P-Value Calculator
Z-test, T-test, and Chi-Square tests
You ran a statistical test and got a number. Now you need to know what it means.
The p-value is what tells you whether your result is statistically significant or could just be random noise, and it's one of the most misunderstood numbers in all of statistics.
This calculator handles three common hypothesis tests:
- Z-tests
- T-tests (one-sample and two-sample)
- and Chi-Square tests.
Enter your test statistic, tell the calculator what kind of test you ran, and it gives you the p-value plus a plain-English interpretation.
What a P-Value Actually Means
Here's what a p-value is, and what it is not.
A p-value tells you: assuming the null hypothesis is true, how likely is it to see a result at least as extreme as yours?
It does NOT tell you:
- The probability that the null hypothesis is true
- The probability that your result happened by chance
- How large or important your effect is
This distinction matters. A p-value of 0.03 means "if there were really no effect, you'd see data this extreme or more extreme only 3% of the time." It does not mean "there's a 3% chance I'm wrong."
Think of it like a smoke alarm. A p-value below your threshold (usually 0.05) is the alarm going off. It tells you something worth investigating is probably happening. It doesn't tell you how bad the fire is.
How the Calculation Works
The p-value is calculated from your test statistic and the probability distribution it follows under the null hypothesis.
Z-Test P-Value
Used when you have a large sample (n ≥ 30) or a known population standard deviation.
One-tailed: p = 1 - Φ(|z|)
Two-tailed: p = 2 × (1 - Φ(|z|))
Where Φ is the standard normal CDF.
Example: You test whether a coin is fair.

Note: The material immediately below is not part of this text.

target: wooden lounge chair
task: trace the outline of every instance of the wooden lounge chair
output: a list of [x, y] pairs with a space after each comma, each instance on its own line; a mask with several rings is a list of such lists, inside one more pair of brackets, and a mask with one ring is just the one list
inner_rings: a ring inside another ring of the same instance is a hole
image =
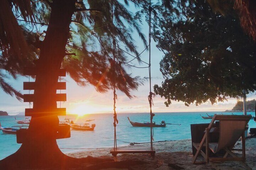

After 100 flips, you get 60 heads. Your z-score is 2.00.
- Two-tailed p-value: 2 × (1 - Φ(2.00)) = 2 × 0.0228 = 0.0455
- Since 0.0455 < 0.05, you can reject the null hypothesis. The coin is likely biased.
T-Test P-Value
Used for smaller samples or unknown population standard deviation. The t-distribution has heavier tails than the normal, reflecting more uncertainty with less data.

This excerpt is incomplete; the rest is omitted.